Two years later, on August 6, 1935, Lafayette County Judge A. M. Shirey entered an order in County Court calling a local option election in Roane Township:
“On this 6th day of August, 1935, … is presented the petition of Mrs. J. F. McKnight and 186 other legal voters of Roane Township, Lafayette County, Arkansas, which is 60 per cent of the legal voters of said territory … asking this Court to make an order … directing an election to be held in said territory on 22nd day of October 1935, … upon the proposition whether or not spirituous, vinous, or malt liquors shall be sold, bartered or loaned, therein and specifically requesting that if a majority of the legal voters be opposed to the sale, then barter or loan of said liquors as shown by said election that spirituous, vinous, or malt liquors shall not be sold, bartered, or loaned within said territory, neither shall they be sold by dispensaries, restaurants, hotels or clubs within said territory.”
“It is, therefore, … ordered … that an election shall be held on the 22nd day of October, 1935, within Roane Township, Lafayette County, Arkansas for the purpose of taking the sense of the legal voters in said territory and the
Sheriff, R. H. Duty is hereby directed to open a pole [sic] at each of the voting places within said territory on said date ….”

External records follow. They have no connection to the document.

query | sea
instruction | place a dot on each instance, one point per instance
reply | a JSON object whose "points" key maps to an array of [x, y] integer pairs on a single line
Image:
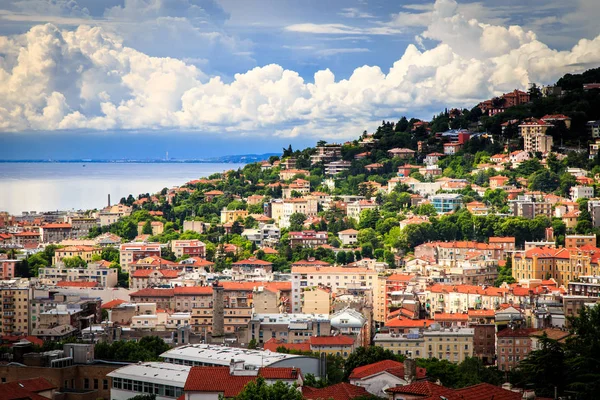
{"points": [[43, 187]]}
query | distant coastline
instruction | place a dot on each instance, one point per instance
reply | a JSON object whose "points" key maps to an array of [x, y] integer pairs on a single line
{"points": [[231, 159]]}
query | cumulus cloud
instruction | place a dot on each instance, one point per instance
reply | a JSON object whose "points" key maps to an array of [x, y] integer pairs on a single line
{"points": [[88, 79]]}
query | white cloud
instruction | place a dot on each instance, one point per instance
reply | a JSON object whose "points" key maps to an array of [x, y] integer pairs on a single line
{"points": [[354, 13], [89, 79], [341, 29]]}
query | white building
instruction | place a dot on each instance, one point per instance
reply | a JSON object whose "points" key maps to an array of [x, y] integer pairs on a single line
{"points": [[354, 209], [337, 278], [581, 192], [348, 237], [163, 379], [95, 272]]}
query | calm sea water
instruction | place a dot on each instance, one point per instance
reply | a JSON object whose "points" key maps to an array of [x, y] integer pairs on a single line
{"points": [[67, 186]]}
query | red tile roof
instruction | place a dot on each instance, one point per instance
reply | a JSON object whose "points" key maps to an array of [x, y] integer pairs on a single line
{"points": [[112, 304], [394, 367], [219, 380], [487, 391], [76, 284], [424, 388], [331, 340], [36, 385], [151, 292], [272, 345], [192, 290], [340, 391]]}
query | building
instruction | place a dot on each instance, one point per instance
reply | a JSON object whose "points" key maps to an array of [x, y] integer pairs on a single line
{"points": [[54, 233], [192, 248], [317, 300], [593, 128], [86, 253], [308, 238], [337, 278], [131, 253], [327, 153], [446, 202], [581, 192], [230, 216], [379, 376], [98, 272], [15, 297], [214, 383], [580, 240], [354, 209], [348, 237], [402, 153], [7, 268], [163, 379], [335, 167], [217, 355], [454, 344], [290, 328], [513, 346]]}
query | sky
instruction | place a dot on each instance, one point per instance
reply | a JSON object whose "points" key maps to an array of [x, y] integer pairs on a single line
{"points": [[198, 78]]}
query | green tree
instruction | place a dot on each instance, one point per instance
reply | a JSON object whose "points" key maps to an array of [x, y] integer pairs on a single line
{"points": [[147, 228], [261, 390]]}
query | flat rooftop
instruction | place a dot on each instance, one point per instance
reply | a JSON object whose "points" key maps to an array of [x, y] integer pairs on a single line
{"points": [[210, 354], [156, 372]]}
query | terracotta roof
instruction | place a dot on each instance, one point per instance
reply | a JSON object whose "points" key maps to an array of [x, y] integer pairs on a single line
{"points": [[76, 284], [522, 332], [192, 290], [487, 391], [424, 388], [450, 317], [252, 261], [331, 340], [151, 292], [272, 345], [394, 367], [219, 379], [166, 273], [408, 323], [339, 391], [112, 304], [56, 226], [36, 385]]}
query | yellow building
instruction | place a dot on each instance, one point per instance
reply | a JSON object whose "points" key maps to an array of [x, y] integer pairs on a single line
{"points": [[317, 300], [15, 296], [85, 252], [232, 215], [454, 345], [562, 264]]}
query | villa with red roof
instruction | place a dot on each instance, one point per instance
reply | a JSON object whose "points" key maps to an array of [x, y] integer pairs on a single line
{"points": [[377, 377]]}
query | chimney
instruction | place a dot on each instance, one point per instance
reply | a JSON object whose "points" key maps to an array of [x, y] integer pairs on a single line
{"points": [[410, 370], [218, 311]]}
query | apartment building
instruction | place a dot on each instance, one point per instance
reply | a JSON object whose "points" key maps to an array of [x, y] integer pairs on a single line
{"points": [[192, 248], [289, 328], [336, 278], [513, 346], [86, 253], [230, 216], [98, 272], [354, 209], [15, 296], [562, 264], [130, 253], [55, 233], [453, 345], [307, 238]]}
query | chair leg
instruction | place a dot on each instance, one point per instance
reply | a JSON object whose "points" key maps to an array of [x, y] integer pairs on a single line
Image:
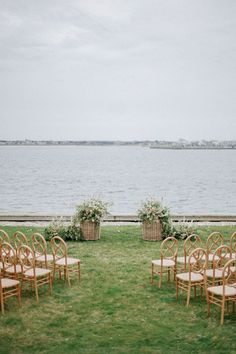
{"points": [[152, 271], [68, 277], [2, 303], [208, 304], [36, 290], [160, 278], [19, 294], [188, 295], [222, 311], [50, 283], [79, 271]]}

“In order that the sense of the legal voters of said territory may be determined in said election, the ballot shall read as follows:
‘For sale, barter and loan at wholesale and retail of spirituous, vinous, or malt liquors, in Roane Township, in Lafayette County, Arkansas.
Against sale, barter and loan at wholesale and retail of spirituous, vinous, or malt liquors, in Roane Township, in Lafayette County, Arkansas.’
….”
This order can be found in County Court Record “S,” at page 88.
With 60 percent of the eligible voters signing the petition to hold the election, the outcome was predictable. On October 29, 1935, one week after the date of the election, Election Commissioners F. E. Baker, as Chairman, and F. W. Youmans, as Secretary Pro Tem of the Election Commission reported to County Judge Shirey:
“We … certify that the votes as cast at said election were cast as follows to-wit:
For the sale of Liquors and etc. ——————— 13 votes
Against the sale of Liquors and etc. ————– 186 votes.
The report of the Election Commissioners can be found at County Court Record “S,” at page 131.